Late this afternoon, Andrew Wilson, the vice president in charge of EA Sports, said that relationship will continue.
EA Sports will continue to develop and publish college football games, but we will no longer include the NCAA names and marks. Our relationship with the Collegiate Licensing Company is strong and we are already working on a new game for next generation consoles which will launch next year and feature the college teams, leagues and all the innovation fans expect from EA Sports.
Two sources with direct knowledge of this matter earlier described the NCAA's decision as nearly a technicality, meaning the series will continue, albeit under different branding, with its major components intact, including real-world teams, stadiums and bowls.
"Given the current business climate and costs of litigation, we determined participating in this game is not in the best interests of the NCAA," the NCAA said in its statement. That is a reference to the Ed O'Bannon lawsuit, in which the former UCLA star and others are suing the NCAA, and EA Sports, over the use of their likenesses in commercial works. The suit seeks a class action status and, if granted, the exposure the NCAA faces could run into the billions, if not force it to change dramatically how it does business.

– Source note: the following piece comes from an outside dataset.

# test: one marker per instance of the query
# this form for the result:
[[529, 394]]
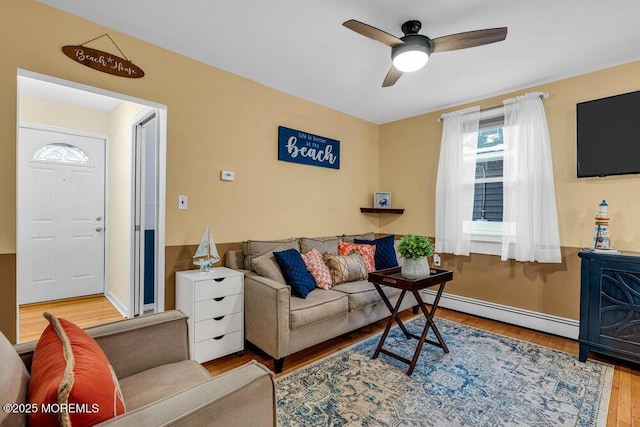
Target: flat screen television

"Member colleges and universities license their own trademarks and other intellectual property for the video game," the NCAA said in its statement. "They will have to independently decide whether to continue those business arrangements in the future." That now appears to be an oblique reference to EA Sports maintaining the game through its CLC license. Again, the CLC is a private company, separate from the NCAA, owned by the mega sports and media management company IMG.
Of course, no players appear under their own name in the NCAA Football series, but the game's rosters have long been based on the current players for the upcoming season, just with their names erased. That has been one prong of the O'Bannon case, and is at the heart of two others brought by former college quarterbacks against EA Sports. Users have taken it upon themselves to rename the rosters, sharing them through a service provided by the game.